このため反射部材71の暗色乱反射部73L,73Rの領域69L,69Rの部分の乱反射光75を記録材Pの表面性の判別及び白色等の明色の記録材Pの先端部P1の検知に用いる。
また、反射部材71の回転軸72方向の中央部に配置される乱反射率が高い白色等の明色領域となる明色乱反射部74の部分は、図12に示すように、光66La,66Lbの間の照射領域、及び光66Ra,66Rbの間の照射領域から外れた位置にある。このため光源61L,61Rから照射される光量も低く、記録材Pの表面性を判別するためのSN比(信号量(Signal)と雑音量(Noise)との比)も低下する。
このため、記録材P表面の詳細な表面性の判別には用いることが出来ない。従って、反射部材71の明色乱反射部74の乱反射光75は、主に光源61L,61Rの光量調整やOHTやコート紙といった正反射率の高い記録材P、または黒色等の暗色の記録材Pの先端部P1の検知のために用いる。

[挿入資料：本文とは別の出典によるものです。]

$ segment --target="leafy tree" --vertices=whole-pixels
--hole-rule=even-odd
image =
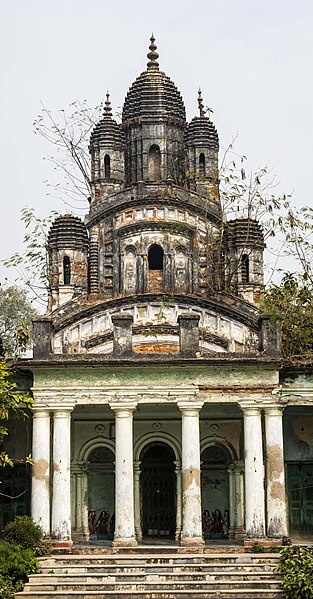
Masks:
[[[13,466],[13,460],[4,448],[8,435],[6,425],[9,418],[26,418],[25,408],[30,408],[32,399],[28,393],[19,393],[17,384],[12,381],[12,368],[7,361],[0,359],[0,467]],[[27,458],[30,461],[30,458]]]
[[[282,323],[285,357],[313,352],[313,287],[304,276],[285,274],[265,292],[261,311]]]
[[[3,352],[16,356],[30,344],[31,319],[36,314],[25,290],[0,286],[0,339]]]

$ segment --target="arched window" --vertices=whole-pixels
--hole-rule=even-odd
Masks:
[[[203,153],[199,156],[199,175],[205,177],[205,155]]]
[[[241,256],[241,282],[249,283],[249,256],[242,254]]]
[[[159,181],[161,179],[161,153],[159,146],[153,145],[149,150],[148,179]]]
[[[163,256],[161,246],[156,243],[152,245],[148,252],[149,270],[163,270]]]
[[[104,157],[104,178],[110,179],[111,176],[111,160],[109,154]]]
[[[63,282],[64,285],[71,284],[71,261],[68,256],[63,258]]]

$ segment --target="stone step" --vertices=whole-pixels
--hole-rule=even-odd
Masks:
[[[53,555],[16,599],[280,599],[278,560],[242,552]]]
[[[163,591],[143,592],[140,590],[132,591],[47,591],[44,593],[36,591],[27,591],[16,593],[17,599],[47,599],[48,597],[56,597],[57,599],[284,599],[284,593],[276,589],[225,589],[216,591],[211,590],[173,590],[166,589]]]
[[[70,564],[70,563],[79,563],[82,564],[86,562],[87,564],[91,563],[105,563],[105,564],[121,564],[121,563],[138,563],[138,564],[151,564],[151,563],[238,563],[238,561],[245,563],[256,563],[256,564],[264,564],[264,563],[273,563],[279,560],[279,554],[277,553],[209,553],[209,554],[168,554],[162,556],[148,556],[148,555],[136,555],[136,554],[67,554],[67,555],[53,555],[47,558],[41,558],[40,562],[42,565],[51,565],[57,564],[58,562],[62,562],[62,564]]]
[[[122,591],[128,589],[129,591],[139,590],[139,591],[163,591],[164,589],[174,589],[174,590],[190,590],[193,592],[195,589],[199,590],[221,590],[221,589],[279,589],[280,584],[279,581],[272,578],[264,578],[260,579],[252,579],[252,580],[166,580],[164,582],[160,582],[157,580],[154,581],[146,581],[142,580],[138,581],[99,581],[99,582],[83,582],[83,583],[74,583],[73,582],[57,582],[53,583],[37,583],[37,582],[29,582],[25,585],[24,590],[27,591],[99,591],[103,592],[105,590],[108,591]]]
[[[43,576],[151,576],[154,574],[158,574],[158,575],[164,575],[164,576],[175,576],[175,575],[179,575],[180,572],[185,575],[185,576],[189,576],[189,575],[194,575],[194,576],[201,576],[202,574],[210,574],[210,575],[215,575],[215,574],[223,574],[223,576],[232,576],[232,575],[236,575],[236,573],[242,574],[242,575],[253,575],[253,576],[262,576],[264,575],[268,575],[271,574],[272,572],[274,572],[273,567],[270,566],[264,566],[261,568],[254,568],[251,566],[246,566],[246,565],[242,565],[242,566],[221,566],[218,565],[216,567],[211,567],[211,566],[200,566],[198,568],[192,568],[190,567],[183,567],[183,568],[133,568],[133,567],[117,567],[117,568],[112,568],[112,567],[106,567],[106,566],[98,566],[98,567],[94,567],[94,568],[54,568],[54,569],[47,569],[47,570],[41,570],[41,574]]]
[[[142,581],[143,576],[145,577],[145,579],[147,581],[149,580],[179,580],[181,578],[183,578],[184,580],[218,580],[220,578],[226,579],[226,578],[236,578],[237,580],[248,580],[248,579],[253,579],[253,578],[258,578],[258,579],[262,579],[262,578],[268,578],[270,575],[272,574],[272,570],[268,570],[268,571],[262,571],[262,572],[252,572],[252,571],[224,571],[224,570],[217,570],[215,572],[212,571],[195,571],[195,570],[190,570],[188,572],[106,572],[105,570],[103,572],[86,572],[86,573],[79,573],[79,572],[71,572],[71,573],[67,573],[67,572],[61,572],[61,573],[50,573],[50,574],[32,574],[30,576],[30,580],[32,582],[47,582],[47,584],[50,583],[56,583],[56,582],[72,582],[74,584],[79,584],[80,582],[86,582],[88,581],[105,581],[105,580],[124,580],[124,579],[131,579],[131,580],[138,580],[139,582]]]

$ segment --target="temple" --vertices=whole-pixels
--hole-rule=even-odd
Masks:
[[[107,94],[92,131],[85,220],[49,232],[48,310],[24,360],[31,514],[60,547],[281,540],[285,461],[303,463],[312,415],[281,391],[279,326],[259,316],[262,228],[224,222],[210,111],[199,91],[187,122],[150,42],[122,122]]]

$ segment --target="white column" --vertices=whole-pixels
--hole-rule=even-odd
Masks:
[[[141,530],[141,505],[140,505],[140,464],[139,460],[134,462],[134,496],[135,496],[135,534],[136,539],[142,539]]]
[[[288,536],[284,469],[283,408],[265,408],[267,534]]]
[[[236,530],[236,480],[234,472],[234,464],[231,464],[227,469],[229,482],[229,537],[235,536]]]
[[[33,410],[31,514],[46,535],[50,534],[50,412]]]
[[[114,545],[137,545],[134,516],[133,411],[136,404],[110,404],[115,412]]]
[[[176,530],[175,541],[180,541],[182,525],[182,496],[181,496],[181,462],[175,461],[176,474]]]
[[[71,409],[55,410],[53,427],[52,536],[60,546],[71,541]]]
[[[235,513],[236,513],[236,530],[235,538],[244,536],[244,476],[243,464],[237,462],[235,464]]]
[[[179,402],[182,413],[182,545],[203,545],[199,411],[203,403]]]
[[[264,537],[264,465],[262,450],[261,410],[242,407],[245,440],[246,535]]]
[[[83,462],[81,464],[82,475],[81,475],[81,519],[82,519],[82,530],[83,535],[86,539],[89,537],[88,527],[88,464]]]

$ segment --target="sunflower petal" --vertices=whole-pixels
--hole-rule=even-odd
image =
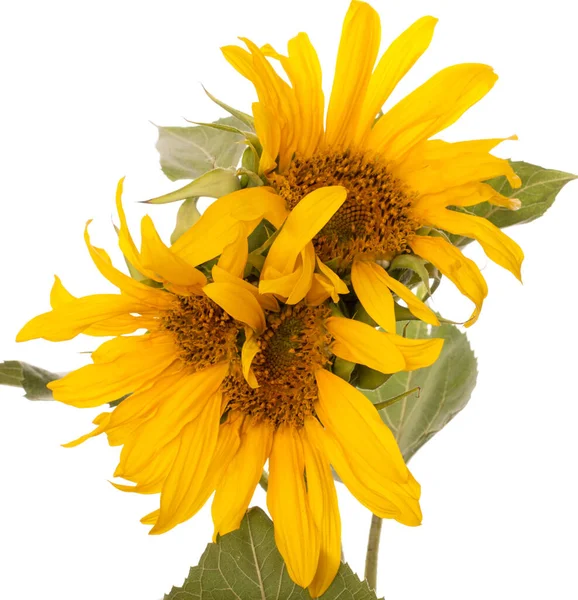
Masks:
[[[257,333],[265,330],[265,313],[257,298],[235,283],[209,283],[203,292],[237,321],[246,323]]]
[[[409,245],[418,256],[431,262],[453,281],[458,290],[476,305],[472,316],[465,323],[466,327],[473,325],[478,320],[484,298],[488,295],[486,280],[477,265],[441,237],[417,235]]]
[[[445,209],[429,211],[426,218],[426,224],[477,240],[488,258],[522,280],[524,252],[512,238],[487,219]]]
[[[307,497],[320,534],[319,563],[309,593],[317,598],[325,593],[341,564],[341,518],[329,461],[323,452],[303,436]]]
[[[327,109],[325,141],[332,148],[345,149],[355,135],[380,40],[377,12],[353,0],[343,22]]]
[[[369,149],[400,160],[412,147],[449,127],[493,87],[497,75],[487,65],[448,67],[398,102],[379,119]]]
[[[245,273],[248,256],[249,244],[247,243],[247,229],[244,223],[239,223],[237,226],[237,236],[228,246],[223,248],[223,252],[219,257],[217,264],[221,269],[242,279]]]
[[[395,310],[389,286],[373,262],[355,260],[351,268],[353,289],[369,316],[385,331],[395,331]],[[382,269],[383,270],[383,269]]]
[[[381,373],[397,373],[405,368],[405,359],[388,334],[341,317],[330,317],[325,326],[335,340],[332,351],[336,356]]]
[[[269,458],[272,440],[273,429],[268,423],[245,420],[241,445],[229,461],[213,499],[215,538],[239,528]]]
[[[74,448],[75,446],[79,446],[80,444],[86,442],[86,440],[90,439],[91,437],[100,435],[106,429],[108,422],[110,421],[110,415],[111,415],[111,413],[109,413],[109,412],[100,413],[96,417],[96,419],[94,419],[94,421],[93,421],[93,423],[98,426],[98,427],[96,427],[96,429],[93,429],[90,433],[86,433],[86,434],[80,436],[78,439],[76,439],[72,442],[68,442],[67,444],[62,444],[62,447],[63,448]]]
[[[422,17],[406,29],[383,53],[369,81],[363,108],[357,123],[355,143],[370,132],[385,101],[397,84],[427,50],[437,23],[434,17]]]
[[[252,388],[259,387],[259,382],[255,377],[255,373],[253,373],[251,364],[253,363],[255,355],[257,354],[257,352],[259,352],[260,349],[261,348],[259,346],[257,336],[250,327],[246,327],[245,342],[243,343],[243,348],[241,350],[241,366],[243,369],[243,377]]]
[[[291,579],[307,587],[315,577],[320,539],[307,499],[301,433],[289,426],[275,432],[269,458],[267,507],[275,543]]]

本実施形態においても図4に示して前述したように、撮像素子63により撮像された記録材P表面の画像情報から該記録材Pの種類を判別する判別手段となる種類判別部454を有する。更に、撮像素子63により撮像された反射部材71に反射した乱反射光75の変化から、搬送されてくる記録材Pの先端部P1を検知する検知手段となる先端検知部457を有する。
先端検知部457は、撮像素子63により撮像された反射部材71の黒色等の暗色領域となる暗色乱反射部73L,73Rの乱反射光75の変化から、搬送されてくる白色等の明色の記録材Pの先端部P1を検知する。また、撮像素子63により撮像された反射部材71の白色等の明色領域となる明色乱反射部74の乱反射光75の変化から、搬送されてくる黒色等の暗色の記録材PまたはOHT等の光透過性を有する記録材Pの先端部P1を検知する。
更に、種類判別部454により判別された記録材Pの種類情報に基づいて、画像形成装置9の画像形成条件を変更する変更手段となる制御部10を有する。
上記構成によれば、記録材判別装置70により、搬送されてくる記録材Pの先端部P1を検知する。これにより、記録材Pの搬送タイミングを検知する検知手段を別途設ける必要が無い。記録材Pの先端部P1を検知した後、更に記録材判別装置70により、記録材Pの表面性を測定して該記録材Pの種類を判別することが出来る。
また、反射部材71の暗色乱反射部73L,73Rに反射した乱反射光75により記録材Pの表面性を検知することが出来る。暗色乱反射部73L,73Rは、光透過性の記録材Pを透過した光の反射成分を吸収する。これにより、記録材Pの表面粗さを正確に検知し、記録材Pの種類の判別精度を更に、向上させることが出来る。
また、本実施形態では、反射部材71の明色乱反射部74の外径直径と、暗色乱反射部73L,73Rの外径直径とが等しくなるように構成した。他に、摩耗や汚れ対策のために、明色乱反射部74の外径直径と、暗色乱反射部73L,73Rの外径直径とが異なるように構成し、反射部材71の外周面を凹凸形状で構成しても良い。
また、本実施形態では、反射部材71を記録材Pに当接して回転軸72を中心に回転可能なローラ状の従動回転体として構成した。他に、記録材判別装置70の搬送面70bに対して所定の離間間隔を有して対向する基準板構造であっても良い。更に、記録材判別装置70の搬送面70bに対して所定の押圧力で押圧されるシート状の押し当て部材で構成しても良い。他の構成は、前記第1実施形態と同様に構成して同様の効果を得ることが出来る。